Notably, in the present experiment, none of the treatments altered the degree of p53 protein phosphorylation at serine15 or serine20 (data not shown). After DNA damage, p53 phosphorylation first occurs at serine15 or 20, which stabilises and activates p53; p53 then binds to the promoters of G1 arrest-related genes such as p21waf1 and DNA repair-related genes such as p53R2 to induce their expression. If the DNA damage is severe enough, p53 then becomes phosphorylated at serine46 and induces apoptosis. Since only the combination group showed significantly increased serine46 phosphorylation, this suggests that the 5-FU component of this treatment regimen caused such severe DNA damage that the cells could not recover by inducing G1 arrest and DNA repair, thus resulting in serine46 phosphorylation and HCC apoptosis.

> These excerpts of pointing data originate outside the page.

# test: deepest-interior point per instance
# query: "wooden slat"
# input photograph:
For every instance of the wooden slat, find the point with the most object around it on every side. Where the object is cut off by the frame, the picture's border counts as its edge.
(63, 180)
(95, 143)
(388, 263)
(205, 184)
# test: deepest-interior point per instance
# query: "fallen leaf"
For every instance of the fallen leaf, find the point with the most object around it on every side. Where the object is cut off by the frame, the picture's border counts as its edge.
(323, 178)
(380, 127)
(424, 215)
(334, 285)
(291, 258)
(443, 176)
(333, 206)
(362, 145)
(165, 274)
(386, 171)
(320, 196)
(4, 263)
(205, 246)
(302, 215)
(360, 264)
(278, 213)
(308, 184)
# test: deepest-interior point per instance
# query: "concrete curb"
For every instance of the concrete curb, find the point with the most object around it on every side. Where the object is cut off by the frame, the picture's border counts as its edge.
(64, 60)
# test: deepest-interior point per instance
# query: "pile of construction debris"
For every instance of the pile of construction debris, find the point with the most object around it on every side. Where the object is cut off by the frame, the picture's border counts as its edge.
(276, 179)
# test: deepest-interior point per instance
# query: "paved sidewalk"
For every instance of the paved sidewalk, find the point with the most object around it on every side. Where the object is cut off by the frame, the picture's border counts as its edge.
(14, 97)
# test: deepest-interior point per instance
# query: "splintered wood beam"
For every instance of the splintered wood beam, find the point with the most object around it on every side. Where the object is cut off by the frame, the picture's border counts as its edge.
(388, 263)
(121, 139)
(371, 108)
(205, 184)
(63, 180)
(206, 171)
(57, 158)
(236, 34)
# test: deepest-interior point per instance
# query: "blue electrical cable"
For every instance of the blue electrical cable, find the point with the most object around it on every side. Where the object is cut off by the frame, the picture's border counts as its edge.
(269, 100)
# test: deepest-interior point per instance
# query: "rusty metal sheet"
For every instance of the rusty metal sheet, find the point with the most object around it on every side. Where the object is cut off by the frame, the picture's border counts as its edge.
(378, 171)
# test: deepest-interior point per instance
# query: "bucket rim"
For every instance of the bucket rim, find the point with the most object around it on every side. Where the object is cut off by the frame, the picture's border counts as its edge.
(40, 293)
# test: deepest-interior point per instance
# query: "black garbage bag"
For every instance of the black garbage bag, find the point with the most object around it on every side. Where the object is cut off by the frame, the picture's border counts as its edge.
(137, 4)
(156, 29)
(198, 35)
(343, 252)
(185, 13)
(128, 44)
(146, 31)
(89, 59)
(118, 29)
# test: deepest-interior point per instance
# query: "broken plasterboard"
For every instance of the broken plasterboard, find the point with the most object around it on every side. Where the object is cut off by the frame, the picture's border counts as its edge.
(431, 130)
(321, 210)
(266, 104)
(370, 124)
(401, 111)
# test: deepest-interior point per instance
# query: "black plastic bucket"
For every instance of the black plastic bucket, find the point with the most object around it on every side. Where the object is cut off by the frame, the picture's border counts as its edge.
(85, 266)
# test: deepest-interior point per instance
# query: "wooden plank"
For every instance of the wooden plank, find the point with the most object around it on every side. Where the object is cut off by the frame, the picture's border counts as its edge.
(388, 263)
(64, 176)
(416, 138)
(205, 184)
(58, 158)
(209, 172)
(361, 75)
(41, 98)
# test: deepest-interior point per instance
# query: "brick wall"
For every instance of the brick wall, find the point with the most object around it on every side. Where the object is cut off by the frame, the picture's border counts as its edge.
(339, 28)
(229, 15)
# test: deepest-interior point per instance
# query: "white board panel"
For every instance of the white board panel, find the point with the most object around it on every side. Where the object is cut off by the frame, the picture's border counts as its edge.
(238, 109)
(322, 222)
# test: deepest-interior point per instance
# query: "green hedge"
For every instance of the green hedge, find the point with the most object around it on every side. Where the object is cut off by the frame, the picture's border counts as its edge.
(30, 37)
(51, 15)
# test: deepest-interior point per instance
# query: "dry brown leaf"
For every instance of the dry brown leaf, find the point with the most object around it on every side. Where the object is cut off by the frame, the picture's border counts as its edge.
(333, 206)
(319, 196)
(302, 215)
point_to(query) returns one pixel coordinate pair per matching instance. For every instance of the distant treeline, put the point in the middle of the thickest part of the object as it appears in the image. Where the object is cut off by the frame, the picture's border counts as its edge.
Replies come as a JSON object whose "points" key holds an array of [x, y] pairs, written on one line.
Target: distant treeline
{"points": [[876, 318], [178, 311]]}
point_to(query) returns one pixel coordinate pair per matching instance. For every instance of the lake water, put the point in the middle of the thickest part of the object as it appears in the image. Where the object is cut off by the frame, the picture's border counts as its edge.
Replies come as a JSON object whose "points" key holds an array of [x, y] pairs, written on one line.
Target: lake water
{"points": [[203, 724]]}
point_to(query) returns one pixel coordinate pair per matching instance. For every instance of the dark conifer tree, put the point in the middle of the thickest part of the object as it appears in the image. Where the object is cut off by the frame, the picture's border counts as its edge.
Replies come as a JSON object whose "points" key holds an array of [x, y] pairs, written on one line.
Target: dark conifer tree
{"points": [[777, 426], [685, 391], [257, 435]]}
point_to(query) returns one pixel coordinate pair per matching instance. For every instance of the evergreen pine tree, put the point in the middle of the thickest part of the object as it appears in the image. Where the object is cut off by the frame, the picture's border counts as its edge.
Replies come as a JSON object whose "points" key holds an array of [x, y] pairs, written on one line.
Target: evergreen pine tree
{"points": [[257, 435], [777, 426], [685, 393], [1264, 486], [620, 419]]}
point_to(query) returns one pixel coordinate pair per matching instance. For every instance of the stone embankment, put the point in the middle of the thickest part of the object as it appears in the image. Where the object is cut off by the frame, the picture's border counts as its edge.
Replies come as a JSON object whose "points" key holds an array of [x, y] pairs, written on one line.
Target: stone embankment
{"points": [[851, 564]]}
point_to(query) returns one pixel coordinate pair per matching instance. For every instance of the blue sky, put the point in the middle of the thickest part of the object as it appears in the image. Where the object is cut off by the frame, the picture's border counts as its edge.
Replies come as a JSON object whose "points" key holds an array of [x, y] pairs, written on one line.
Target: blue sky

In this study, to determine the role of p53 plays in PEG-IFN/5-FU combination treatment efficacy, we selected the HepG2 cell line, as its p53 molecule is functional and does not bear mutations. Clearly, cell in which p53 is mutated and dysfunctional or even lacking may be significantly less susceptible to PEG-IFN/5-FU combination therapy than HepG2. Indeed, when Takaoka et al (2003) compared the effect of combination therapy on the HLE cell line, in which p53 is dysfunctional, and HepG2 in vitro, they found that the therapy killed HepG2 but not HLE. Thus, future studies should examine whether p53-mutated or -negative tumour cells can be susceptible to combination therapy in vivo.

In conclusion, recent studies have reported that IFN/5-FU combination therapy can effectively treat patients with advanced HCC (Sakon et al, 2002; Obi et al, 2006). Our present study reveals PEG-IFN/5-FU combination therapy operates at least in part by enhancing the proapoptotic function of p53.